Within 3 minutes, the amphitheater of about 1,000 was evacuated, Savenor said.
"It happened very quickly. It was a man who ran very fast," he continued. "All I really saw was the guy's back, he jumped onto the stage and began to beat him. I think he fell off the chair. The guy was pounding him on the chair. It was really jarring."
Savenor said security was on the stage "rather quickly" and soon after the police showed up.
"I think people were in shock," Savenor said. "I think people were shocked, surprised, and dismayed."
"At first nobody knew what to do with it," Savenor said. "We were excited to hear him talk about how to support political writers."
Video posted to social media of the event by Savenor shows a number of people rushing to the stage to attend to what appears to be Rushdie on the ground.
—Charles Savenor (@CharlieSavenor) August 12, 2022
Photos from the scene posted to Twitter by another user appear to show Rushdie being loaded into an ambulance and a man in police custody.
Another Twitter user posted video of Rushdie apparently being loaded onto a Medevac helicopter.
Rushdi was set to speak on the theme of "More than Shelter," according to the Institution's website.
He was joined by Henry Reese, co-founder of the Pittsburgh nonprofit City of Asylum, "for a discussion of the United States as asylum for writers and other artists in exile and as a home for freedom of creative expression."
Savenor said he was supposed to discuss "political writers" and "also how to support them."
He added that he was hoping to ask Rushdie "about how do we take uncomfortable or divisive topics and create productive, construction conversations," he told Insider.
"Clearly we didn't get to that place," Savenor said. "That pounding on the stage reverberated beyond the stage to the people in the auditorium, and now the whole world is talking about this.
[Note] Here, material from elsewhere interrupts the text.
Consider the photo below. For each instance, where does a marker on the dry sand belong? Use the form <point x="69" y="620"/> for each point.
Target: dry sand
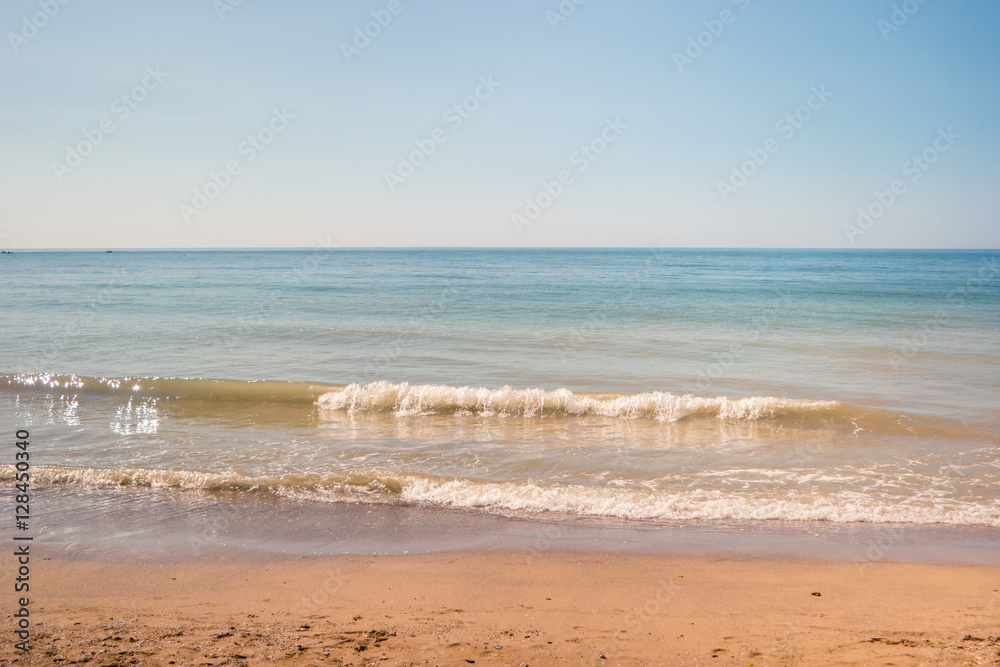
<point x="489" y="608"/>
It's a really sad state of affairs. I was hoping that the conversation today would give us insight into what we could become as a society but rather it exposed the worst aspects of divisiveness."
It's unclear what motivated the attack on Friday.
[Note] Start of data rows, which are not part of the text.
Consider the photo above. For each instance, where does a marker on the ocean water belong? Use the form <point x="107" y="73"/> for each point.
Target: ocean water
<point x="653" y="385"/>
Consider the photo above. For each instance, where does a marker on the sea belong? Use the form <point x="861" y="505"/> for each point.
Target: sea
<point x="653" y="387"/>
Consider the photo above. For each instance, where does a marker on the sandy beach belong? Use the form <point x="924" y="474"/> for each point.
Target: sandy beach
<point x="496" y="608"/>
Years of death threats against Rushdie
Rushdie has faced numerous death threats since publishing his fourth novel "The Satanic Verses" in 1988.
In 1989, Iranian cleric Ayatollah Khomeini issued a fatwa calling for Rushdie's assassination.
Khomeini claimed the book was "against Islam, the Prophet, and the Koran."
Rushdie went into hiding for a decade, hunkering down in London's billionaire row for many years, Insider previously reported. The home was fitted with triple-glazed, bulletproof glass, a network of security cameras, enhanced outer walls, and room for six live-in police officers.
Iran has since distanced itself from Khomeini's order. In 1999 Rushdie came out of hiding after Iran's foreign ministry assured Britain they wouldn't carry out the threats.
But, in 2012, an Iranian religious foundation raised the bounty for killing Rushdie to $3.3 million.
And current Iranian ruler Ayatollah Seyyed Ali Khamenei tweeted about the order in 2019 saying the assassination order was "irrevocable."